İşte bu açıklamalar üzerine Evren, ‘Refah’ı popo kazandırdı’ ifadesini kullanır.

Kendisine karşı olanların bile kendisini kurtarıcı olarak gördüğü bir hareket, ne yazık ki bu değişimi göremeyip 28 Şubat Post-modern Darbesine toslayınca hareketin genç kadrosu; ‘değiştim’ diyerek mevcut akıntıya kendisini kaptırmayı bir kurtuluş olarak görmüştür.

Yaşam Tarzı ile Fıtrat Arasındaki Tezadın Sonucu: Bunalım

Evren’in emekli orgeneral arkadaşının şikayetçi olduğu Fatih Ürek ve arkadaşları ise bugün, gençliğin gidişatından şikayet etmekte, anne ve babaları uyarma ihtiyacı duymaktadırlar:

“(Fatih Ürek:)Yıllardır yazlık mekanlarda çalışan birisi olarak, son bir kaç yılda gördüklerim canımı çok acıtıyor. 14-16 yaşındaki çocukların ellerinden ne sigara düşüyor, ne de içki kadehi. Kendi kendime soruyorum, ‘Bu çocukların aileleri yok mu’ diye... Kulüplere gelenler bir gecede 4-5 milyar, hatta bazen daha fazla harcıyor. Baba parası yiyorlar. Gördüklerimi anlatsam sayfalar yetmez...”1

“(Arto:)14 yaşındaki çocuklar beach’lerde eğleniyorlar. İçki içeni de var sigara içeni de. Çünkü buralarda, gece kulüplerinde olduğu gibi 18 yaş sınırı yok. Tabi ki bu çocuklar eğlensin ama ailelerinin gözetimi altında. Kulüplere gidenler ise henüz 18’ine basan gençler. Grup halinde geliyorlar, hesap 6 milyarı buluyor. Bazıları babasının hesabına yazdırıyor, bazıları 5-6 milyarı nakit ödüyor. Gece hayatında gördüklerim gidişatın hiç de iyi olmadığını gösteriyor.”1

 Emekli orgeneralin Fatih Ürek ve arkadaşlarından şikayetçi oluşundan bu yana 8 yıl geçmiştir. 8 yıl sonra Fatih Ürek gibiler aracılığıyla ekilen tarlanın mahsulü şimdi biçilmektedir.
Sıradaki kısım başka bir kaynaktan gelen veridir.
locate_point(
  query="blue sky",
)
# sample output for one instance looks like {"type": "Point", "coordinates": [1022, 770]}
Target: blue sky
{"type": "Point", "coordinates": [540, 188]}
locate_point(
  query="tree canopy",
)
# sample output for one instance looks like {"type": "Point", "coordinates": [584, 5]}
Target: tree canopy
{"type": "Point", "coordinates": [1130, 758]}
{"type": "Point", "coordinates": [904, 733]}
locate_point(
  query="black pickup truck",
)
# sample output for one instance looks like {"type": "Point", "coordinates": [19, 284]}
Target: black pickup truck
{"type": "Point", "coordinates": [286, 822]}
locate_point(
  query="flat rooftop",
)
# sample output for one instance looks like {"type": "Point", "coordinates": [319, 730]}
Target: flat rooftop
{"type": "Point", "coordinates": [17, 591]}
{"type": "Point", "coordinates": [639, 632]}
Bu ürünün yetişmesinde dahli olanların bile gördükleri üründen dehşete kapıldıkları anlaşılmaktadır. Senaryoyu başkaları yazmış, Fatih Ürek gibiler birer piyon olarak sahnede rol almışlardır. Sonuçtan senaryoyu yazanlar memnun; piyonlar ise dehşete kapılmış gibiler.

İnsanların içinde yaşadıkları gayrı insani durumdan bir müddet sonra şikayetçi olmaları çok doğal bir hadisedir. Şikayetin nedeni, insan fıtratı ile yaşam tarzı arasındaki tezattır. Fıtratla yaşanılan hayat arasındaki çatışma veya uyum, bunalım veya mutluluğa sebebiyet verir. Bugün dünyadaki bunalımın temelinde fıtratla yaşam tarzı arasındaki uyumsuzluk yatmaktadır.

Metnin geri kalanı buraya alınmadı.